Failure analysis has become an important part of guaranteeing good quality in the electronic component manufacturing process. The conclusions of a failure analysis can be used to identify a component's flaws and to better understand the mechanisms and causes of failure, allowing for the implementation of remedial steps to improve the product's quality and reliability. A failure reporting, analysis, and corrective action system is a method for organizations to report, classify, and evaluate failures, as well as plan corrective actions. These text feature datasets must first be preprocessed by Natural Language Processing techniques and converted to numeric by vectorization methods before starting the process of information extraction and building predictive models to predict failure conclusions of a given failure description. However, not all-textual information is useful for building predictive models suitable for failure analysis. Feature selection has been approached by several variable selection methods. Some of them have not been adapted for use in large data sets or are difficult to tune and others are not applicable to textual data. This article aims to develop a predictive model able to predict the failure conclusions using the discriminating features of the failure descriptions. For this, we propose to combine a Genetic Algorithm with supervised learning methods for an optimal prediction of the conclusions of failure in terms of the discriminant features of failure descriptions. Since we have an unbalanced dataset, we propose to apply an F1 score as a fitness function of supervised classification methods such as Decision Tree Classifier and Support Vector Machine. The suggested algorithms are called GA-DT and GA-SVM. Experiments on failure analysis textual datasets demonstrate the effectiveness of the proposed GA-DT method in creating a better predictive model of failure conclusion compared to using the information of the entire textual features or limited features selected by a genetic algorithm based on a SVM. Quantitative performances such as BLEU score and cosine similarity are used to compare the prediction performance of the different approaches.
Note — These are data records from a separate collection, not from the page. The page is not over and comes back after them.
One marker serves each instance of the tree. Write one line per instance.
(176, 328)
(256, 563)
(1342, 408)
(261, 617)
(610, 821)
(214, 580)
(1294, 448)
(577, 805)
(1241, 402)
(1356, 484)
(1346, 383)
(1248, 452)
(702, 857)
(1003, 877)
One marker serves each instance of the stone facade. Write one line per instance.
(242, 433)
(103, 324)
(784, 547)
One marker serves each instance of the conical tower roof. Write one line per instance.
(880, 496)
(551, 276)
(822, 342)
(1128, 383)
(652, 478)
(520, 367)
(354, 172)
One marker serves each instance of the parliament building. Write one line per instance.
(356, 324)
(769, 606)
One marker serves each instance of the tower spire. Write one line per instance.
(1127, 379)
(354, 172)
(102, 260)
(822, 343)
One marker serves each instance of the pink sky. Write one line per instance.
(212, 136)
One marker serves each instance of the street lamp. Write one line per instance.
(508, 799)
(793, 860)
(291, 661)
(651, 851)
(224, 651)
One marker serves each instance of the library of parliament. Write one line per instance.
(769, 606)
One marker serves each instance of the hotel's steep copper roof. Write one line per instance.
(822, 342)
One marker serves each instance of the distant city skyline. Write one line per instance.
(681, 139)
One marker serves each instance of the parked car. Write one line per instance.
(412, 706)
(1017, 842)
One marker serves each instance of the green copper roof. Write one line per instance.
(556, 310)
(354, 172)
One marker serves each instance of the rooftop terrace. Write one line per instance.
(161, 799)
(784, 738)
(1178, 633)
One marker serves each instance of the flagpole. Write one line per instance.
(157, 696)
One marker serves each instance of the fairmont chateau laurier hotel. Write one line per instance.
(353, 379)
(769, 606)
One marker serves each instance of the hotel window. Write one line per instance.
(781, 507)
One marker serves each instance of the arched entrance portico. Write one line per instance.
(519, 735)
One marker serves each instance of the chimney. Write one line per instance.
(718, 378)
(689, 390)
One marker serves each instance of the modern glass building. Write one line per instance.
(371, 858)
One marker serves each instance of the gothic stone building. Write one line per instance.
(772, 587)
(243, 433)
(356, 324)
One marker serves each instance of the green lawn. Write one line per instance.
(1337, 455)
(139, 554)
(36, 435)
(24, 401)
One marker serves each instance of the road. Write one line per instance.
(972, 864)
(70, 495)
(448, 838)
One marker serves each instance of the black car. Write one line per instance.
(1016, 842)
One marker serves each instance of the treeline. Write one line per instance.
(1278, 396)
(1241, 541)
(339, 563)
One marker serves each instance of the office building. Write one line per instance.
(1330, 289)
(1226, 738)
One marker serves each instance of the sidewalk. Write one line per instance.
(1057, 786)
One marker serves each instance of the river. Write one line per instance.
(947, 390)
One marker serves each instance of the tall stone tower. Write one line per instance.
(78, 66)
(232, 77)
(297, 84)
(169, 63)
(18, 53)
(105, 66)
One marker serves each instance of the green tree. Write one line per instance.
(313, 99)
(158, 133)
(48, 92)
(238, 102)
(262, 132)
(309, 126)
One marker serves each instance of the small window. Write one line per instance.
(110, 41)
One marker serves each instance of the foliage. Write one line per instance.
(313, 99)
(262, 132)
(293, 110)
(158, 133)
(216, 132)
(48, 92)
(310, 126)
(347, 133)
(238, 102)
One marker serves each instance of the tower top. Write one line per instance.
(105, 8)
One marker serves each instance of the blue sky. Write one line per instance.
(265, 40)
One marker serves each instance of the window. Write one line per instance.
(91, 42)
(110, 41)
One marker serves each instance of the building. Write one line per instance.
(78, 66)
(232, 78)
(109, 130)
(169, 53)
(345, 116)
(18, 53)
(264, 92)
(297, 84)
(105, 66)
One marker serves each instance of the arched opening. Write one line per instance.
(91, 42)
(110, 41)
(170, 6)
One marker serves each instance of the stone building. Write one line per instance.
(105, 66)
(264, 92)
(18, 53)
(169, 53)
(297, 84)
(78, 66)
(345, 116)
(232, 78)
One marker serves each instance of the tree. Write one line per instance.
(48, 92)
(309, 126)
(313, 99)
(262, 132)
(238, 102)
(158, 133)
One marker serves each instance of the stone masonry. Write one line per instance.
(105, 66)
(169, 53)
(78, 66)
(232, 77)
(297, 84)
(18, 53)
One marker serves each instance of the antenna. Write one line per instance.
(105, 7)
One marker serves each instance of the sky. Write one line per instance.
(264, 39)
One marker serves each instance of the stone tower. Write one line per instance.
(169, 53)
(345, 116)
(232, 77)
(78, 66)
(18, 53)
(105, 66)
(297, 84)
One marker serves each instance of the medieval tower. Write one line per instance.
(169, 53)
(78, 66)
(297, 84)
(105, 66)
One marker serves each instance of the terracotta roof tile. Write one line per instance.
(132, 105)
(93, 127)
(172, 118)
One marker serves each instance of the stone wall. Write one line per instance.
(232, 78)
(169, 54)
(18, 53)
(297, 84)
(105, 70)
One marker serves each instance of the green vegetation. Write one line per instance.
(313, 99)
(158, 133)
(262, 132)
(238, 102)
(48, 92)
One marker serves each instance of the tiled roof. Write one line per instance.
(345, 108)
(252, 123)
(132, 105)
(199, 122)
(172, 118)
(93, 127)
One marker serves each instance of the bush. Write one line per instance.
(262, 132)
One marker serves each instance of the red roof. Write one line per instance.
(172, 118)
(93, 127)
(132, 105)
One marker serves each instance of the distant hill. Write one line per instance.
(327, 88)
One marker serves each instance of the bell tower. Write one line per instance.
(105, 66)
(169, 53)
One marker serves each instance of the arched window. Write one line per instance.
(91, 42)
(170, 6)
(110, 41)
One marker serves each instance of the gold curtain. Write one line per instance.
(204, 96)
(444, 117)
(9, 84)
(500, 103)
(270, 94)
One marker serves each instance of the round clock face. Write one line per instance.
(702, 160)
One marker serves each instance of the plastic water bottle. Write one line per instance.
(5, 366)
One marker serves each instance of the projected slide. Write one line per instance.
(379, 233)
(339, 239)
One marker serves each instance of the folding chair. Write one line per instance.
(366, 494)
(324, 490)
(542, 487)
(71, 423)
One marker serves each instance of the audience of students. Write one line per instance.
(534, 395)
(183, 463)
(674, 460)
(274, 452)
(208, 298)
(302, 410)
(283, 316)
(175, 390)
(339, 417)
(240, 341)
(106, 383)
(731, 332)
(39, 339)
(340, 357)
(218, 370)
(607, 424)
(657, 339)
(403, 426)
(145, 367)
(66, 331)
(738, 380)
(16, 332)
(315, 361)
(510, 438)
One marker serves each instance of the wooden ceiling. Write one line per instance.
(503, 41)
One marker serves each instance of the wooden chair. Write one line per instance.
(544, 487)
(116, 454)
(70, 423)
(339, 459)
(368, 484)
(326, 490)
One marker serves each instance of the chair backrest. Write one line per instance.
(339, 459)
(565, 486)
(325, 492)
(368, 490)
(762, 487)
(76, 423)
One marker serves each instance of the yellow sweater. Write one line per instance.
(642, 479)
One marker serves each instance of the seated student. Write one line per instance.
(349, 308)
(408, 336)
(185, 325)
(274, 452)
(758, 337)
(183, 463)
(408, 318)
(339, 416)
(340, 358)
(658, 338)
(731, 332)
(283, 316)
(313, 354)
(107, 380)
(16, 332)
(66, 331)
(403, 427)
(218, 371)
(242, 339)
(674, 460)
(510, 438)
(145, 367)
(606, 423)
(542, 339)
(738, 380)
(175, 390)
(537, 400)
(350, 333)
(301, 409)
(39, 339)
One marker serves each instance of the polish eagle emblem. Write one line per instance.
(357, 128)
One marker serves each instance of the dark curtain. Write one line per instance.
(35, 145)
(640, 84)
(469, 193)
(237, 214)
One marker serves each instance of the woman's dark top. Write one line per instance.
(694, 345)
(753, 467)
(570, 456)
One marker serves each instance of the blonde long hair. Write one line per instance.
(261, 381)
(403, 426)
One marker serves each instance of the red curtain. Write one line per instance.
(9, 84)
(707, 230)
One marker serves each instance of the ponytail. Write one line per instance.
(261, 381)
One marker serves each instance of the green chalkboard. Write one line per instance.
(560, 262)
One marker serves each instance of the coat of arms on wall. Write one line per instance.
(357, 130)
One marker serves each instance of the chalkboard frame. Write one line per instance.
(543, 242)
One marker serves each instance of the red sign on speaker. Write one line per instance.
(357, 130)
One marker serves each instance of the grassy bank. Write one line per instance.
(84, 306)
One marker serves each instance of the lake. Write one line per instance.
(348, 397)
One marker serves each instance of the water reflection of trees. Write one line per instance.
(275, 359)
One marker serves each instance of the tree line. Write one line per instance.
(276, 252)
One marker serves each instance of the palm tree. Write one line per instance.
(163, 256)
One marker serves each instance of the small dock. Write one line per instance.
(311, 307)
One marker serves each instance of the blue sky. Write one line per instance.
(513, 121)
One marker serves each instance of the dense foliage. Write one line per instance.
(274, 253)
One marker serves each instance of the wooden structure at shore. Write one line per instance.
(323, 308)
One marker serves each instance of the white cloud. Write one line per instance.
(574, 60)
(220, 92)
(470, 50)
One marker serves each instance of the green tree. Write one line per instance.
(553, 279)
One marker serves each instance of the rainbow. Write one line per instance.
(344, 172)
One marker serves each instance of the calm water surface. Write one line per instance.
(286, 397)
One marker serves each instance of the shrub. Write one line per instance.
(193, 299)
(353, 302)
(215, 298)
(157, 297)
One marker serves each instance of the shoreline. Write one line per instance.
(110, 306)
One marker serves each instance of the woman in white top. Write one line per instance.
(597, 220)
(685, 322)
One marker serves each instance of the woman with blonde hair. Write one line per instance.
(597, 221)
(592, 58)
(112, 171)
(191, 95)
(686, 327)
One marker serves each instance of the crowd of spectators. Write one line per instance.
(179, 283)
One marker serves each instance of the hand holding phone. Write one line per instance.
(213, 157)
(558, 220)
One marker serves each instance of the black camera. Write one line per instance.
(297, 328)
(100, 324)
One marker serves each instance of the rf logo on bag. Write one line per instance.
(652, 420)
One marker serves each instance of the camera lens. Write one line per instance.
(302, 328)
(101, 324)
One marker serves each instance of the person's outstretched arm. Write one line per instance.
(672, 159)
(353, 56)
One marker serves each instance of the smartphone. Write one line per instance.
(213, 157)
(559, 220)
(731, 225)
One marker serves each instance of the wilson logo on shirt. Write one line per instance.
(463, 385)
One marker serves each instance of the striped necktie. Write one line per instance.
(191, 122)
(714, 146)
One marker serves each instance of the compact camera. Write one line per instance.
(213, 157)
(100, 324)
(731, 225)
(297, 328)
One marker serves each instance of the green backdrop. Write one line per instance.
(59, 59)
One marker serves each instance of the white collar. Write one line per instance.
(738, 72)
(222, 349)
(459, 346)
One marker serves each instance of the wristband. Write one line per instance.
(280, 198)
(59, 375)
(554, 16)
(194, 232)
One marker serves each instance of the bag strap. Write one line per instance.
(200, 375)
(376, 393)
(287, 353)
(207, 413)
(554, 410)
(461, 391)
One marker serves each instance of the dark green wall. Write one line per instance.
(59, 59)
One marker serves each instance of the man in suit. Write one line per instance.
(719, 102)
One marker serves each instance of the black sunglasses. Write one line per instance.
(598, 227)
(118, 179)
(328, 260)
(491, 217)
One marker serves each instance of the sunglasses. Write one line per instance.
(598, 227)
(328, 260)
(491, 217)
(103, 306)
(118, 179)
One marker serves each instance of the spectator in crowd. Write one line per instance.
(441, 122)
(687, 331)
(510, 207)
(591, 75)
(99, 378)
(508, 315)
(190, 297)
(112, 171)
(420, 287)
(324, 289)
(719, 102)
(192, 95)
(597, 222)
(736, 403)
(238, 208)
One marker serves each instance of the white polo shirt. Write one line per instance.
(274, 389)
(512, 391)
失效分析已成为电子元件制造过程中保证质量的重要组成部分。失效分析的结论可用于识别元件的缺陷,并更好地了解失效的机制和原因,从而采取补救措施来提高产品的质量和可靠性。失效报告、分析和纠正措施系统是组织报告、分类和评估失效以及计划纠正措施的一种方法。在开始信息提取和构建预测模型以预测给定失效描述的失效结论之前,这些文本特征数据集必须首先通过自然语言处理技术进行预处理,并通过向量化方法转换为数值。然而,并非所有文本信息都对构建适合失效分析的预测模型有用。特征选择已经通过几种变量选择方法来解决。其中一些方法不适用于大数据集或难以调整,而另一些方法则不适用于文本数据。本文旨在开发一种能够使用失效描述的判别特征来预测失效结论的预测模型。为此,我们提出将遗传算法与监督学习方法相结合,以最优地预测失效描述的判别特征的失效结论。由于我们有一个不平衡的数据集,我们建议应用 F1 分数作为监督分类方法(如决策树分类器和支持向量机)的适应度函数。所提出的算法称为 GA-DT 和 GA-SVM。失效分析文本数据集上的实验表明,与使用整个文本特征信息或基于 SVM 的遗传算法选择的有限特征相比,所提出的 GA-DT 方法在创建更好的失效结论预测模型方面更有效。使用 BLEU 分数和余弦相似度等定量性能来比较不同方法的预测性能。